DFS alleges J&J targeted the elderly for opioid treatment and minimized the risks of the powerful painkillers in that patient group.
The state also claims J&J used marketing and opinion leaders to characterize opioid addiction as a myth. Instead, they promoted the "false concept" of "pseudoaddiction," arguing that patients who showed signs of addiction actually needed "even more opioid medication," DFS says.
A J&J spokesman said the company's "actions in the marketing and promotion of important prescription opioid pain medications were appropriate and responsible."
"Janssen provided these medicines for doctors treating patients suffering from pain and worked with regulators to provide appropriate information about their risks and benefits—everything you’d expect a responsible company to do," he added.
The state set a hearing on the charges for January 2021.

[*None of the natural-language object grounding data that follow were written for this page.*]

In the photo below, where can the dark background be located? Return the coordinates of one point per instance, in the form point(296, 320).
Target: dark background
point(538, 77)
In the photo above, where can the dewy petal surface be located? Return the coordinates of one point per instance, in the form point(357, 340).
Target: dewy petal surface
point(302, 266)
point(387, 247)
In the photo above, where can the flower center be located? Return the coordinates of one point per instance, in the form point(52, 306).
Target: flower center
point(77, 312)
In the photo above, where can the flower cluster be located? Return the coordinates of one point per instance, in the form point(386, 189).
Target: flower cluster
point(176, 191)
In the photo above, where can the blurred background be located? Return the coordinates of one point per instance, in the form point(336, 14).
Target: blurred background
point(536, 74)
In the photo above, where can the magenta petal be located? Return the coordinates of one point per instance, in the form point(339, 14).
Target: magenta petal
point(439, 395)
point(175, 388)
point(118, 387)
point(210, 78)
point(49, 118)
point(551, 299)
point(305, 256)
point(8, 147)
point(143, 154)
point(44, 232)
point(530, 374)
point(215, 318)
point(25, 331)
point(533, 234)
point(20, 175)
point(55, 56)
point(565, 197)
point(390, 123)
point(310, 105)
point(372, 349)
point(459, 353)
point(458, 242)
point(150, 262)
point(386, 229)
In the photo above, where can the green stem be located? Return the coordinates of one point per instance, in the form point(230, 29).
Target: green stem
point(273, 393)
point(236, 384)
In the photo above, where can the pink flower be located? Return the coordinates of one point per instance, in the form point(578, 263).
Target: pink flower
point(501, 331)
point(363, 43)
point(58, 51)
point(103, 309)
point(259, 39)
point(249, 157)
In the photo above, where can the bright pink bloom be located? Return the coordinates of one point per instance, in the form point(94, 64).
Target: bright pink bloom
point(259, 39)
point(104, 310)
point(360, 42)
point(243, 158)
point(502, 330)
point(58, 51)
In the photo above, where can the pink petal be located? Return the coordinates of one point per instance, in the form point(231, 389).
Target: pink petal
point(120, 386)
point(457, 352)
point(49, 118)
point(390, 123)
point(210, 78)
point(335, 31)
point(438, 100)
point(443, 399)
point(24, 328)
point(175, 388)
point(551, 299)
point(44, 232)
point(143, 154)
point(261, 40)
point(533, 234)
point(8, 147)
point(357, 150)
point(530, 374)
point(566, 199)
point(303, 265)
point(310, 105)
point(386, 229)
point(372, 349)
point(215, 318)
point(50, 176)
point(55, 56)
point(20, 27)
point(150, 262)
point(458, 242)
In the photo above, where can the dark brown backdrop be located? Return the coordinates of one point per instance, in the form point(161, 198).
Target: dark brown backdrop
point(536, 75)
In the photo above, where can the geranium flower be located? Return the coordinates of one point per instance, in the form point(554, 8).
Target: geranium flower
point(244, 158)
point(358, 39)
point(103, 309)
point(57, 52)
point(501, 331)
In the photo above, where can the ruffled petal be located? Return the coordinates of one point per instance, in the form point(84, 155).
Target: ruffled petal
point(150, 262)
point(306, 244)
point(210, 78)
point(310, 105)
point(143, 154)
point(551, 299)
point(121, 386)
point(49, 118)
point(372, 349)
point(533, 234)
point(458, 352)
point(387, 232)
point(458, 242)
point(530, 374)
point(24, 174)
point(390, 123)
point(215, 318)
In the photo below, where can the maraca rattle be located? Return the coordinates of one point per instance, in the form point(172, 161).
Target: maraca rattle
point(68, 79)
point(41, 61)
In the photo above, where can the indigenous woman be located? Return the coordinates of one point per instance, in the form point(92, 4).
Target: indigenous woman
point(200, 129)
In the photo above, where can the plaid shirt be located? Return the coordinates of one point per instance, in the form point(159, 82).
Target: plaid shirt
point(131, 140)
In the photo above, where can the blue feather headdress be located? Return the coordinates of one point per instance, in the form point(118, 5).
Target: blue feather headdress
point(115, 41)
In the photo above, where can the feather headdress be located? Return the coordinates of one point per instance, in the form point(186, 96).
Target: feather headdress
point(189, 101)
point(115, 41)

New York's charges follow years of litigation for J&J and other opioid makers, resulting last year in a multibillion-dollar settlement offer. Under the proposal, J&J offered to pay $4 billion to resolve charges from states, counties and cities, but the deal has not yet been finalized.
Before the settlement offer, a court in Oklahoma ordered J&J to pay $572 million for overplaying opioid benefits and downplaying the risks. The court later reduced the amount to $465 million, and J&J is appealing.